AI haters build tarpits to trap and trick AI scrapers that ignore robots.txt

pelespirit@sh.itjust.works · 2 days ago

AI haters build tarpits to trap and trick AI scrapers that ignore robots.txt

LovableSidekick@lemmy.world · edit-2 2 days ago

You can detect pathpoints that come up repeatedly and avoid pursuing them further, which technically aren’t called “infinite loop” detection but I don’t know the correct name. The point is that the software isn’t a Star Trek robot that starts smoking and bricks itself when it hears something illogical.

Crassus@feddit.nl · 2 days ago

It can detect cycles. From a quick look at the demo of this tool it (slowly) generates some garbage text after which it places 10 random links. Each of these links loops to a newly generated page. Thus although generating the same link twice will surely happen. The change that all 10 of the links have already been generated before is small

LovableSidekick@lemmy.world · edit-2 2 days ago

I would simply add links to a list when visited and never revisit any.
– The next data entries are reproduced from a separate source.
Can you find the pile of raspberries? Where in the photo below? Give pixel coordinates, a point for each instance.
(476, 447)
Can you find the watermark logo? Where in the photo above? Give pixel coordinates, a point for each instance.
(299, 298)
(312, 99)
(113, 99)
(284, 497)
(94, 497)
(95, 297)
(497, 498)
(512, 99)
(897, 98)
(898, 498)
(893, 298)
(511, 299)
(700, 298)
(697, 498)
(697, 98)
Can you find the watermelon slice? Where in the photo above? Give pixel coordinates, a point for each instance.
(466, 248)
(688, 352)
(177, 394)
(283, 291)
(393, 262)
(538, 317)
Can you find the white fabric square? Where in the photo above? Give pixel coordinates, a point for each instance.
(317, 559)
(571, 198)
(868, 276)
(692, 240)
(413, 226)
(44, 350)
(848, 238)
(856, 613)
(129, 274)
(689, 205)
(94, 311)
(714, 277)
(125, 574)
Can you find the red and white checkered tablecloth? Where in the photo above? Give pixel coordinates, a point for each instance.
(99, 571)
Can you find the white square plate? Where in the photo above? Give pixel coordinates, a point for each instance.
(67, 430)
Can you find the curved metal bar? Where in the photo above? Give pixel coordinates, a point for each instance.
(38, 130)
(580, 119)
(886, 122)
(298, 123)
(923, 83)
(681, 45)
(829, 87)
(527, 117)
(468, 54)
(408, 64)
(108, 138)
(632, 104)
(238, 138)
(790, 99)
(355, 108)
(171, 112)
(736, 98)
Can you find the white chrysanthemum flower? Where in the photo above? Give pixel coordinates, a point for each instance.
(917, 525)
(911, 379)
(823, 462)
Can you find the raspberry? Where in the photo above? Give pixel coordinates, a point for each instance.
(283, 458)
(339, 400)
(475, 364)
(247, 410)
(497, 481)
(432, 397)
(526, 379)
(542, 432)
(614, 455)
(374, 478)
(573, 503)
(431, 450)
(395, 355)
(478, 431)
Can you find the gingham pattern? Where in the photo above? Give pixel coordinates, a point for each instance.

And that’s just simple web crawler logic, not even AI. Web crawlers that avoid problems like that are beginner/intermediate computer science homework.

vrighter@discuss.tchncs.de · 1 day ago

sure, if you have enough memory to store a list of all guids.

LovableSidekick@lemmy.world · 16 hours ago

It doesn’t have to memorize all possible guids, it just has to limit visits to base urls.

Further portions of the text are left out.